From: Jens Axboe <[email protected]>
To: Matthew Wilcox <[email protected]>
Cc: yangerkun <[email protected]>,
Pavel Begunkov <[email protected]>,
[email protected], Stefan Metzmacher <[email protected]>,
[email protected]
Subject: Re: [PATCH 5.12] io_uring: Convert personality_idr to XArray
Date: Sat, 13 Mar 2021 13:22:24 -0700 [thread overview]
Message-ID: <[email protected]> (raw)
In-Reply-To: <[email protected]>
On 3/13/21 1:13 PM, Jens Axboe wrote:
> On 3/13/21 12:54 PM, Matthew Wilcox wrote:
>> On Sat, Mar 13, 2021 at 12:30:14PM -0700, Jens Axboe wrote:
>>> @@ -2851,7 +2852,7 @@ static struct io_buffer *io_buffer_select(struct io_kiocb *req, size_t *len,
>>> list_del(&kbuf->list);
>>> } else {
>>> kbuf = head;
>>> - idr_remove(&req->ctx->io_buffer_idr, bgid);
>>> + __xa_erase(&req->ctx->io_buffer, bgid);
>>
>> Umm ... __xa_erase()? Did you enable all the lockdep infrastructure?

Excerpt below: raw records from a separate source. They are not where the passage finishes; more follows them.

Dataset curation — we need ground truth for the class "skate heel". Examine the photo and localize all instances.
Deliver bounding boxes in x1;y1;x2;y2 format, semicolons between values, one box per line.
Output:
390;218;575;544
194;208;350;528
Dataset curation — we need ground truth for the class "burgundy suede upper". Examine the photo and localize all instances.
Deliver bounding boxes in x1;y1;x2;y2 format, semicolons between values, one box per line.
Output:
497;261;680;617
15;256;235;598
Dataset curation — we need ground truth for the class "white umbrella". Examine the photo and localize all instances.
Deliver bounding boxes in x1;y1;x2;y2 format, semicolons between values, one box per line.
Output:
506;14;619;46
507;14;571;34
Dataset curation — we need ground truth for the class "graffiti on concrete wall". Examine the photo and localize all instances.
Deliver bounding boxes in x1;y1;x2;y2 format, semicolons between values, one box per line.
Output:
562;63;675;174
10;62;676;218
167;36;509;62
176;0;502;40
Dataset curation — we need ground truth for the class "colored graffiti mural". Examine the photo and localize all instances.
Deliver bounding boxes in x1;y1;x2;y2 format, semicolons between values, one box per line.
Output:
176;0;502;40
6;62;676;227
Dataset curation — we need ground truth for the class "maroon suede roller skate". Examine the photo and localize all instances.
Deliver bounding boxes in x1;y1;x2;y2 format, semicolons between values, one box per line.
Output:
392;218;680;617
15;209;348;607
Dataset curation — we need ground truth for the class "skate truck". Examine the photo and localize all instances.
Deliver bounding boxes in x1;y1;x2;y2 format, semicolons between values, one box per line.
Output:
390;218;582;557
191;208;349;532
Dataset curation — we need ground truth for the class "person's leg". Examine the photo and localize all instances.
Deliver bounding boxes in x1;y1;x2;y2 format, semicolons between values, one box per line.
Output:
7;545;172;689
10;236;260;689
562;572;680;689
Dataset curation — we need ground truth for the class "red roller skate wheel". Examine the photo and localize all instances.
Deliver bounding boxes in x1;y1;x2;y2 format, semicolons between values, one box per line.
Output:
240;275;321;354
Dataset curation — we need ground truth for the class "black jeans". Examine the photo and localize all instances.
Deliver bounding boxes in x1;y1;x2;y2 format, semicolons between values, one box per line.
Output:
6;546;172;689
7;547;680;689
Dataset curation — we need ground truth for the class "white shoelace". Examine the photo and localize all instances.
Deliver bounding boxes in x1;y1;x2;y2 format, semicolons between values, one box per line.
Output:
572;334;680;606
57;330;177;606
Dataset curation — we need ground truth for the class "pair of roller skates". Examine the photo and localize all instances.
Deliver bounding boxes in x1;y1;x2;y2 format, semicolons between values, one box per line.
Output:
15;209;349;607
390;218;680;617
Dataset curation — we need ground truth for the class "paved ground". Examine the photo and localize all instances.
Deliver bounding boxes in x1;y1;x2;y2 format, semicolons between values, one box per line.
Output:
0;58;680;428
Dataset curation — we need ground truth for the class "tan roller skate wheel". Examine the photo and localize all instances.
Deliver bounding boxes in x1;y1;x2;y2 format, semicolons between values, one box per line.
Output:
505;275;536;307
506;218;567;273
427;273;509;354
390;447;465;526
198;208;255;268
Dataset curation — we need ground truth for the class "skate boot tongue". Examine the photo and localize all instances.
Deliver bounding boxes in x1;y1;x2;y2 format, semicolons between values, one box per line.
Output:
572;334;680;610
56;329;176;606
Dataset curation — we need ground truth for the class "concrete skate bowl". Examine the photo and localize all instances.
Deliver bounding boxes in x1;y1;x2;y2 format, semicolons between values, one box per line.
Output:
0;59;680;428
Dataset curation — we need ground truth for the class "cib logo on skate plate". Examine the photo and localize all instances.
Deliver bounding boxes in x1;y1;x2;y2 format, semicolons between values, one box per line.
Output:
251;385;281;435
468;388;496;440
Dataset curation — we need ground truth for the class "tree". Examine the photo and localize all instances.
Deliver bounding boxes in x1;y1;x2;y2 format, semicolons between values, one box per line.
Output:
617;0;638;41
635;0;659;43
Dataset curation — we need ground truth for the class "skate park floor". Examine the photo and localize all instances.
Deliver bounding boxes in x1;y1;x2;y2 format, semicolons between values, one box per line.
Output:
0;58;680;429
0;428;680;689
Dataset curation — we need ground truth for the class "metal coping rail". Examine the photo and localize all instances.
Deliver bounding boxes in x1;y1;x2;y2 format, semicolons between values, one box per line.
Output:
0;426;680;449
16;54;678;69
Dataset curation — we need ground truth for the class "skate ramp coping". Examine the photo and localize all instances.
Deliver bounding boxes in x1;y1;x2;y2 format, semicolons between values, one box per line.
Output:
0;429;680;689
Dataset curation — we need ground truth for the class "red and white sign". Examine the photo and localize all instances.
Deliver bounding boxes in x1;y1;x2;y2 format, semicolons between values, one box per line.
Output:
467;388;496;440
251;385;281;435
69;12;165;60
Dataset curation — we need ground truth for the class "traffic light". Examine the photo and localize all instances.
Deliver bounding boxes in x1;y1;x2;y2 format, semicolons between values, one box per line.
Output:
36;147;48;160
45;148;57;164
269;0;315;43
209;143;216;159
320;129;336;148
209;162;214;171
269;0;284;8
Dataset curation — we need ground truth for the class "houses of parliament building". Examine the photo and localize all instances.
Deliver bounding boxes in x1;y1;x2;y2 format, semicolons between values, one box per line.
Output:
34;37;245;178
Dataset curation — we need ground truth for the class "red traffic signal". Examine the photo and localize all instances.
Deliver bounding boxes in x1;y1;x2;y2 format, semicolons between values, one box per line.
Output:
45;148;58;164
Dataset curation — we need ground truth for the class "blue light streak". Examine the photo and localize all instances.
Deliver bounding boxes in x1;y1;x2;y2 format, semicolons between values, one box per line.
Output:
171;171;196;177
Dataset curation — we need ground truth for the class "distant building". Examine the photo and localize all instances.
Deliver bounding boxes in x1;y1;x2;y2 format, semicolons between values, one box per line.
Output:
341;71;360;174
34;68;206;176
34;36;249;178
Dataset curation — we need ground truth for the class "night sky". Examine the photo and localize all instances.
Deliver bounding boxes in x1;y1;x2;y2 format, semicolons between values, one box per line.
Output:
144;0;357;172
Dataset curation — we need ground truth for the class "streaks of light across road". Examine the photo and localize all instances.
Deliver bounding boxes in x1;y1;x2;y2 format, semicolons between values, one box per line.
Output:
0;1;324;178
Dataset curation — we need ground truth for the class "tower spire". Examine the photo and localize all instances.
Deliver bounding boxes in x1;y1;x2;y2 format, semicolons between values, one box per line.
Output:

>> This should have tripped some of the debugging code because I don't think
>> you're holding the xa_lock.
>
> Not run with lockdep - and probably my misunderstanding, do we need xa_lock()
> if we provide our own locking?
>
>>> @@ -3993,21 +3994,20 @@ static int io_provide_buffers(struct io_kiocb *req, unsigned int issue_flags)
>>>
>>> lockdep_assert_held(&ctx->uring_lock);
>>>
>>> - list = head = idr_find(&ctx->io_buffer_idr, p->bgid);
>>> + list = head = xa_load(&ctx->io_buffer, p->bgid);
>>>
>>> ret = io_add_buffers(p, &head);
>>> - if (ret < 0)
>>> - goto out;
>>> + if (ret >= 0 && !list) {
>>> + u32 id = -1U;
>>>
>>> - if (!list) {
>>> - ret = idr_alloc(&ctx->io_buffer_idr, head, p->bgid, p->bgid + 1,
>>> - GFP_KERNEL);
>>> - if (ret < 0) {
>>> + ret = __xa_alloc_cyclic(&ctx->io_buffer, &id, head,
>>> + XA_LIMIT(0, USHRT_MAX),
>>> + &ctx->io_buffer_next, GFP_KERNEL);
>>
>> I don't understand why this works. The equivalent transformation here
>> would have been:
>>
>> ret = xa_insert(&ctx->io_buffers, p->bgid, head, GFP_KERNEL);
>>
>> with various options to handle it differently.
>
> True, that does look kinda weird (and wrong). I'll fix that up.
>
>>> static void io_destroy_buffers(struct io_ring_ctx *ctx)
>>> {
>>> - idr_for_each(&ctx->io_buffer_idr, __io_destroy_buffers, ctx);
>>> - idr_destroy(&ctx->io_buffer_idr);
>>> + struct io_buffer *buf;
>>> + unsigned long index;
>>> +
>>> + xa_for_each(&ctx->io_buffer, index, buf)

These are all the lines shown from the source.